Tuesday, June 15, 2010

Girlhood

I found the documentary Girlhood, by Liz Garbus, to be thoroughly engaging. It tells the story of two young girls in the juvenile justice system and follows them for three years, when they are out of the system.

The two girls, Shanae and Meghan, are both strong willed, and kind of charming. There were certain scenes where the strength of their personalities was particularly impressive. I was kind of inspired by both young girls’ resistance to authority at key moments when those authority figures attempted to insert dominant mainstream values in their definitions of the situation. I am here referring to the scene where Shanae was in “effectiveness” class and the instructor wanted her to judge the stereotypical image of an urban teen as a “scumbag”; and the equally powerful moment when Meghan refused to refer to drug users in her neighborhood as “undesirables”, stating that “if I don’t consider my mother one, I don’t consider him one.”

I felt a lot was missing from the movie, however.
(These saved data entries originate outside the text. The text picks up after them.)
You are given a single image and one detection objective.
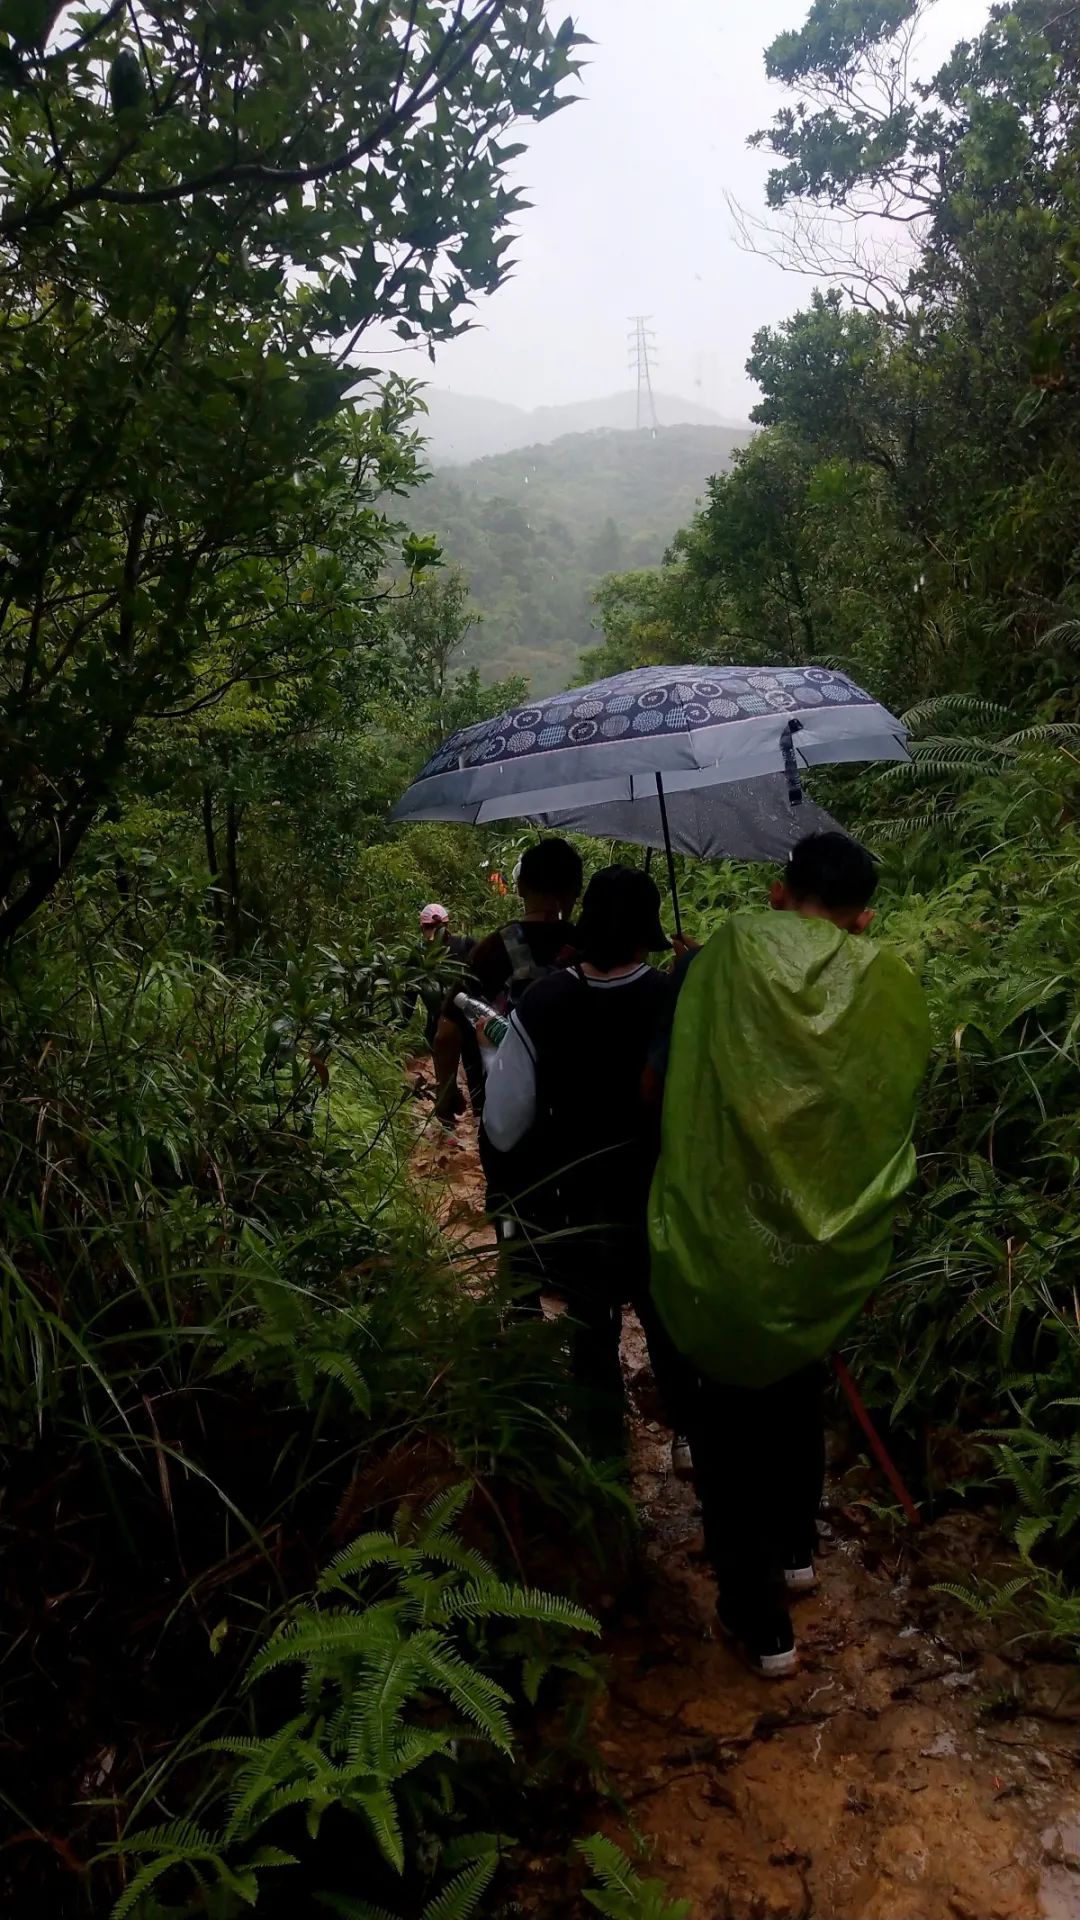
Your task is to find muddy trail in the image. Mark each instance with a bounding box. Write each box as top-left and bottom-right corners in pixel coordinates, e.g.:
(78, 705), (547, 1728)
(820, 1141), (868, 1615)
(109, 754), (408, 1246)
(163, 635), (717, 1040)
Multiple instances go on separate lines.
(409, 1072), (1080, 1920)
Both girls had committed assault (one had stabbed a girl to death) and there was little insight into the violence or aggression that motivated those actions. That is, you never really saw the anger that I assume these girls have in them. Even when Meghan was enraged at her junkie mother, the anger seemed (to me at least) consistent with many adolescent mother/daughter struggles. I didn't really see any special level of rage. And for this reason I felt their crimes were left unexplained.

The movie also carries a strong theme about mother/daughter bonds; the girl whose future looks better is the one who had a stronger more supportive and stable relationship with her mother.